Après deux jours d’intenses combats au début du mois de mai, au cours desquels les groupes terroristes de Gaza ont lancé plus de 650 roquettes sur le sud d’Israël et que l’armée a mené plus de 300 frappes de représailles sur Gaza, le Hamas et le Jihad islamique palestinien ont annoncé que l’Egypte et d’autres instances internationales avaient réussi à négocier un cessez-le-feu.

Les bateaux des pêcheurs palestiniens dans le port de Gaza à Gaza Ville, le 13 juin 2019. (Crédit : AP/Hatem Moussa)

Un responsable palestinien à Gaza a déclaré dans une interview téléphonique que l’accord portait notamment sur l’agrandissement de la zone de pêche à 15 milles nautiques et à la fin de « toute résistance contre Israël à l’exception des manifestations hebdomadaires le long de la frontière dans leur forme pacifique ».

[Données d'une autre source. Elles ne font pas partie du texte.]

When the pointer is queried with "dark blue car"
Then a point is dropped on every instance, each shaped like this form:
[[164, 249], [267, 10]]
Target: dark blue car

Sharafi, le pêcheur gazaoui, a répondu à Yakubovich en disant qu’Israël et les groupes terroristes n’auraient pas dû inclure la zone de pêche dans leurs négociations.

« Notre gagne-pain ne devrait pas dépendre des accords. Nous n’avons rien à voir avec les ballons », a-t-il dit. « Nous devons simplement être en mesure d’aller en mer et de gagner notre vie pour nourrir nos familles. »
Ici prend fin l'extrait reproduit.